The ruination could just as easily be that which one inflicts on himself through the catalyst of the other, by virtue only of her presence, the mirror she holds to him, the shortcoming he previously kept hid, the undoing he was probably always going to do anyway, that he does in some future in front of her, and which will maybe be attributable to red wine and a late-night, encroaching proclivity to not worry so much over where he urinates. It could also be his ruin of her, by his antics or his temper or his lowliness, and the resultant guilt that he must keep in the form of an ignorance that is his ruin.
To become engaged is to flash melodrama such as these, and to ponder them in the remarkably small amount of time it takes the brain to shuffle through. It is to be un-stalled, actually, by the thought, which appears to me in Gothic-style, block letters (“RUINATION”), as it might on a death-metal band’s t-shirt, while the sun bounces off Anna’s hair, and we hold hands, nearly skipping down the street returning from our walk, taken only for our enjoyment of being together.
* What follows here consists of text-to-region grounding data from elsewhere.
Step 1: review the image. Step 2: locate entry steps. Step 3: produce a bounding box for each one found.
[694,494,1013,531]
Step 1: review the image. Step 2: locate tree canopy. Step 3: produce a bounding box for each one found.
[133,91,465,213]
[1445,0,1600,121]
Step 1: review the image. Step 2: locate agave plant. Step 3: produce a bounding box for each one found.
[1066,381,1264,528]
As we pass under the large defiant dogwood tree on the side of the apartment building whose new buds persist despite last week’s blizzard, I view Anna for an instant in terms of the percentage chance we’ll cause each other this kind of ruin, an instant in which I also think she is particularly sexy in her dark bluejeans.
Then, it’s gone, with no decimal settled upon, as we come into the mud room, and further gone as we march up the steps that creak simply to announce they’re steps, by which time the idea of ruination is transformed into the small triumph of imagining one’s death but not dying, of staying cool in the face of the in-actionable intelligence a mind will produce, of the superstition that thinking this thing will play some small, useful role in keeping it from happening.